On peut repérer dans l'histoire du parti senghorien, des péripéties douloureuses voire tragiques marquées par des séparations, des déchirures profondes et même des morts d'homme. Cependant, le socle du Parti, même après le départ de Senghor est reste solidement ancré grâce à une autorité prégnante. La "débaronisation" du parti entreprise par le Président Diouf avait permis d'y insuffler du sang neuf, d'éliminer politiquement les "têtes de turc" de relancer la machine politique du système électoral, d'entamer la modernisation de l'état et planifier des réformes structurelles au plan macroéconomique.

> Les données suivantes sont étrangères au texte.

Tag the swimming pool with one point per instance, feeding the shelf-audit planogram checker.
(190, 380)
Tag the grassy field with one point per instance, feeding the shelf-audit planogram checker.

Des secteurs vectoriels comme l'hydraulique, la mobilité urbaine, la santé, l'éducation formelle, non formelle avaient fait l'objet d'une rigoureuse prise en charge, après plusieurs années de récession marquées par la dévaluation du franc CFA et les odieuses recettes des institutions de Bretton Woods.
Engagé dans la rationalité économique avec un Premier ministre efficace et talentueux, Mamadou Lamine Loum, le gouvernement socialiste n'aura pas eu le temps de tirer tous les profits de ce remembrement économique. La demande sociale trop forte, trop exigeante, le sentiment que le Président Diouf gouvernait par procuration ont précipité sa chute après près de quarante ans de règne sans alternance. La suite confirmera l'enlisement, voire la déliquescence du PS, régulièrement installé dans l'érosion électorale à toutes élections depuis 2000.
L'érosion électorale paraît inéluctable, après les nombreux départs des pontes (Robert Sagna, Abdoulaye Makhtar Diop, Souty Touré, Ibrahim Agne etc.). On s'imaginait qu'Ousmane Tanor Dieng tirerait toutes les leçons de ces cuisants revers. Et qu'il s'attellerait davantage à créer les conditions d'une profonde mutation générationnelle, pour reconstituer le puzzle. Il n'en a rien été.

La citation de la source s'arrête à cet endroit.